Aug 22, 2012

I've seen Jose Canseco play baseball.

I own a Jose Canseco coffee mug. I used to keep movie ticket stubs in it. Now my girlfriend drinks coffee from it.

I once stuck an American Beauty ticket stub on someone's car.

I used to call wet dreams "thumpers."

My sister called me a Hog for eating too many Taco Bell tacos on my birthday.

I used to think I was fat.

I liked the idea of collecting toys more than playing with them.

Batman is my favorite superhero.

I wish my Pappou taught me how to play poker.

My Pappou was a boxer.

I've broken my left wrist, my right arm, my left elbow, my left and right pinky and thumbs.

When I have reoccurring dreams they are invariably about skateboarding, rollerblading, bridges, water and running/ jumping.

I enjoy compartmentalization.

Constraints appeal to me in the way that drinking a glass of wine in the closet for hours and hours appeals to me.

It's that feeling of having to go pee, of panicking that's erotic.

I once let a dog hump my leg because I thought it was playing with me.

I once let a tick crawl all over my hand because I thought it was a small spider.

I've never seen a UFO.

I haven't been to a baseball game in three years.

I should have been a composer/ producer.

Taste level is a real thing.

Jokes make me uncomfortable.

I've been to Wyoming.

I should have been an athlete.

I hated athletics when I was a kid.

I once shot for 36 points  in a basketball game after eating a Jack In The Box breakfast sandwich.

I played Catholic School basketball for 8 years.

I'm not Catholic.

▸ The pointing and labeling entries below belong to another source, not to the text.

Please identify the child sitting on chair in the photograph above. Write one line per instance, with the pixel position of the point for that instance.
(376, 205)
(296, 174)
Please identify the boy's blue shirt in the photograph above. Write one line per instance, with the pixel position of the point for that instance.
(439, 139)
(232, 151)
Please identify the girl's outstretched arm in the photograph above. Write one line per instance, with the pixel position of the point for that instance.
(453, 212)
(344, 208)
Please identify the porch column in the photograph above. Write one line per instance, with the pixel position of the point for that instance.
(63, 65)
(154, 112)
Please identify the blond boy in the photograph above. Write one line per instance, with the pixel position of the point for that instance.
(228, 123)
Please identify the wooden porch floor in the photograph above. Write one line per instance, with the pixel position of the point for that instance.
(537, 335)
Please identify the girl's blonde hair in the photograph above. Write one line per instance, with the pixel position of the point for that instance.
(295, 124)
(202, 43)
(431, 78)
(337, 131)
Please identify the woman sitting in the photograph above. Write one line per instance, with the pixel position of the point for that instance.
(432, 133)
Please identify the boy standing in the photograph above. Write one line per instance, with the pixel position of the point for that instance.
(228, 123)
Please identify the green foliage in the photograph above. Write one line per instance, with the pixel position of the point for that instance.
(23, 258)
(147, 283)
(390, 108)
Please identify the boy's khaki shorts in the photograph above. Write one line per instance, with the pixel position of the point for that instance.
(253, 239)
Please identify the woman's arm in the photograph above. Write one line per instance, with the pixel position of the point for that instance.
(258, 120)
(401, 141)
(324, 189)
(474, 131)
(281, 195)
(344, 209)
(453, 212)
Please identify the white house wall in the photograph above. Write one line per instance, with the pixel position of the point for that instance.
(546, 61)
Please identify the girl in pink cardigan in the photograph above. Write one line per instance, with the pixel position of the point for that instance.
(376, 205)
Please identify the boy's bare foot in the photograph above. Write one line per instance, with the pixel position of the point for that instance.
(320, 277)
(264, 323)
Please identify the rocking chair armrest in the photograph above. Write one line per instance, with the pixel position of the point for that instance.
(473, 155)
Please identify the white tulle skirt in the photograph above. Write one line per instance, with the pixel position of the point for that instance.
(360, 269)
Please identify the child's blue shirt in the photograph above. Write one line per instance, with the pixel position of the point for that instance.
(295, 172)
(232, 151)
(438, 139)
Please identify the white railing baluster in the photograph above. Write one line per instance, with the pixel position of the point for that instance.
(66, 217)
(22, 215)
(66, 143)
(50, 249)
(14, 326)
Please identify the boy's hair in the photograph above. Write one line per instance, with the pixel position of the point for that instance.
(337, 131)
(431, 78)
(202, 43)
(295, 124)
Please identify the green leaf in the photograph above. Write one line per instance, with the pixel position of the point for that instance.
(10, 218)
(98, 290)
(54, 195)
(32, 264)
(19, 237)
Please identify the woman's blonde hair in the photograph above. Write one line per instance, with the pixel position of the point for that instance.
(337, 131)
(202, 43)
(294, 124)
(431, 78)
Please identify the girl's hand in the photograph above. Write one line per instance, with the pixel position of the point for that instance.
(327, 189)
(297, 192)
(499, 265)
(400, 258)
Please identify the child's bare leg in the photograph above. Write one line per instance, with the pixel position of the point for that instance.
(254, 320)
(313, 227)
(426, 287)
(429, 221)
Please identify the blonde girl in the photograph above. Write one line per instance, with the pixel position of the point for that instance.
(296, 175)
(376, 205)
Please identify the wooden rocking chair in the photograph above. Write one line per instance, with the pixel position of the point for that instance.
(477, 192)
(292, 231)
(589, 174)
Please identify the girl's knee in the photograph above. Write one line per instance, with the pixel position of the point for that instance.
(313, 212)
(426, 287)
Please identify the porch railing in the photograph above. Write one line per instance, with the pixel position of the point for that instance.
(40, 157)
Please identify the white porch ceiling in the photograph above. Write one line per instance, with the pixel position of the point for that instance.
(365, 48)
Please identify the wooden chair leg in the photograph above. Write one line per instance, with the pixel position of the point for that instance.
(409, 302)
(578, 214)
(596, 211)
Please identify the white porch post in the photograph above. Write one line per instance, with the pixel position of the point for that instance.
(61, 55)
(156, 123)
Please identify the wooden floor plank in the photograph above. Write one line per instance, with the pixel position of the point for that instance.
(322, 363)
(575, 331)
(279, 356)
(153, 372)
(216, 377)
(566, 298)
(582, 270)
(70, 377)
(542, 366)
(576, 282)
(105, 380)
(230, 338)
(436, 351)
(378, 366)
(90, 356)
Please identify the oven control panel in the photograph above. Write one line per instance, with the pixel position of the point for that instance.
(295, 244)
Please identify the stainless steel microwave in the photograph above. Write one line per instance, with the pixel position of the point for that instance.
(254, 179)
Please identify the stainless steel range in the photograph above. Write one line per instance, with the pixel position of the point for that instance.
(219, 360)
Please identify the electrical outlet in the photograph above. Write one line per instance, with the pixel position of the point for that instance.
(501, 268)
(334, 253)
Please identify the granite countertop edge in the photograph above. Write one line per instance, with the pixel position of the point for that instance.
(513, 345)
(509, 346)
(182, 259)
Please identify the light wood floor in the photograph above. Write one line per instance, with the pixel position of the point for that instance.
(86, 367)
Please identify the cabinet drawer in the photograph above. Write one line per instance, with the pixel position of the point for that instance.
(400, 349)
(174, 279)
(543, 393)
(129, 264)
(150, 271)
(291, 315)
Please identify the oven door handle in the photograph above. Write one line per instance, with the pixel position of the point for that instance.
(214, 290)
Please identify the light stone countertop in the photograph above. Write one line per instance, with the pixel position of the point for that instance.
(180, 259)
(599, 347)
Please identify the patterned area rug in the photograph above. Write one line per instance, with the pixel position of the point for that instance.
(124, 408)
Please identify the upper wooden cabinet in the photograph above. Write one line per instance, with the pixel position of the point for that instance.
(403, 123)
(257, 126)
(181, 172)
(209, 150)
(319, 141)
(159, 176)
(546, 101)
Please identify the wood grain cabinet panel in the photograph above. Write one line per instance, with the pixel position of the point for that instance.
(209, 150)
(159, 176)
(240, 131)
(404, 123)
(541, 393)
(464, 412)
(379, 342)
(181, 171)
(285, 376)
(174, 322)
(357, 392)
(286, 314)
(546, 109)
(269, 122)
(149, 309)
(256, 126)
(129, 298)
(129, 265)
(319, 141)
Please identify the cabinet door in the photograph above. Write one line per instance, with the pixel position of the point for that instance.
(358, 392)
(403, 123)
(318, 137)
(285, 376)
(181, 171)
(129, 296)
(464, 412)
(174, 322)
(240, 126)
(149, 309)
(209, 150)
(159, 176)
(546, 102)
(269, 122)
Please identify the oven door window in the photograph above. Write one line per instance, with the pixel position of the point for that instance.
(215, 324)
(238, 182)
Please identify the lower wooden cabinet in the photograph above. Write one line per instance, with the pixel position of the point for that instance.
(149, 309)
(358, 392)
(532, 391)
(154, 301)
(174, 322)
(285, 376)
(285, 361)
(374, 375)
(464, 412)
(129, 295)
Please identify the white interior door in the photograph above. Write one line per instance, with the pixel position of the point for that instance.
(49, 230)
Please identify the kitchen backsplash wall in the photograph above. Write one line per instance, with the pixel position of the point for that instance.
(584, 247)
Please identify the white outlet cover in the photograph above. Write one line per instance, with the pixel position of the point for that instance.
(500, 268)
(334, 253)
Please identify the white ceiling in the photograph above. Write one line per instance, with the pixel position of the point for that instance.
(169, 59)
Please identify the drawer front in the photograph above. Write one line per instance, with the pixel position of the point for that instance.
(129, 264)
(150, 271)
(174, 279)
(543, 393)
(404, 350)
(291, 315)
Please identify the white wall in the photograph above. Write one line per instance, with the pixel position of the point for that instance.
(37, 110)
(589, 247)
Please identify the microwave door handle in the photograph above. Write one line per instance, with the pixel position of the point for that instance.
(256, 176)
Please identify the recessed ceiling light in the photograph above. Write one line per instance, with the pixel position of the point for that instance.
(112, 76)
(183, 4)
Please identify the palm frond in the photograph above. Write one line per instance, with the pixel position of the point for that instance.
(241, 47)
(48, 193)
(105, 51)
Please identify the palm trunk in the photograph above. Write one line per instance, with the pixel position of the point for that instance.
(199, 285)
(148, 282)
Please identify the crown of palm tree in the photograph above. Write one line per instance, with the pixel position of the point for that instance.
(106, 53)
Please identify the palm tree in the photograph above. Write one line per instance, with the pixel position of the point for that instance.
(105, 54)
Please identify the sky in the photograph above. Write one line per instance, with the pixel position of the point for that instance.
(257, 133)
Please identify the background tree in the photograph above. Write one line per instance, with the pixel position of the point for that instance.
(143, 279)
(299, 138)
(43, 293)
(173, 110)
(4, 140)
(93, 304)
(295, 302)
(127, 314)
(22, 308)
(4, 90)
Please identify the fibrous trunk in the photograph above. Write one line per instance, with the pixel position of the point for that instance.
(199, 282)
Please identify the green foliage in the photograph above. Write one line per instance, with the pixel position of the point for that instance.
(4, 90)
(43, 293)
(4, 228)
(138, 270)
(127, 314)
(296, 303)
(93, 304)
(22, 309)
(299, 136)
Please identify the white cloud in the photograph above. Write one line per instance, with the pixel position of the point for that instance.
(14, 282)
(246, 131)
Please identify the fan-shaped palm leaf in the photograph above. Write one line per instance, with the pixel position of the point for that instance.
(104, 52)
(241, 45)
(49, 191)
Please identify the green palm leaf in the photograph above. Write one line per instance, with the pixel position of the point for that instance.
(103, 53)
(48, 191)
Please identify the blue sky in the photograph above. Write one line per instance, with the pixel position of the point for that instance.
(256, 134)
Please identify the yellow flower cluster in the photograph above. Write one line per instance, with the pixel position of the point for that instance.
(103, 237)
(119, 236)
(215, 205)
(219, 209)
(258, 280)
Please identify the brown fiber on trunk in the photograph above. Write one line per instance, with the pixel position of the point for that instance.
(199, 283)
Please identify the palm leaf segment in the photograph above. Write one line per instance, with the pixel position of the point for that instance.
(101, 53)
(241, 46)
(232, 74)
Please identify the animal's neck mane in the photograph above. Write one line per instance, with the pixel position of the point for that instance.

I never made the A Team.

My elementary school girlfriend was pregnant by 7th grade.

I just can't get into theory.

I like listening to Robin Blaser talk about Georgio Agamben.

Millepedes are horrifying.

Camping is unhealthy.

A healthy vagina should taste like metal.

Sometimes cigarettes taste like raisons.

Persimmons smell like semen.

My Mom once noticed a man fondling himself behind her on the bus. She told the driver to stop the bus, she walked the rest of the way home.

The bus if full of cretins and thugs rapping about Lebron's automobile.

I once signed a t-shirt after a skate competition, the kid thought I was somebody else.

I have no idea how to inscribe books.

I have no idea why I cross out my printed name before signing books.

I noticed Alice Notley cross out her name while signing my copy of The Decent Of Allette.   

Sometimes my pee smells like Cheerios.

I get embarrassed easily.

Sometimes I talk over people.

Loud people are selfish.

Crass people are too eager.

When I run Lime Ridge I think of the airport.

When I box I think of prosody.

I think our sense of smell is the closest we can get to time travel.

I've had nightmares of cats clawing at my arms.

I've had nightmares of humiliation and infidelity.

I miss too many friends living and dead.

I have no idea how landscape has affected me.

I dream of hills and Pacific Oceans.

I have no idea what my poetics is.

I know that music is primary, I wish I could make music. 

2 comments:

timarmentrout said...

i like this a lot john, especially the idea of smell as time travel. hope yr well man!

Magie said...

Johnny...I've degressed to getting a hold of you via Blogger.com. So how do I get a hold of you?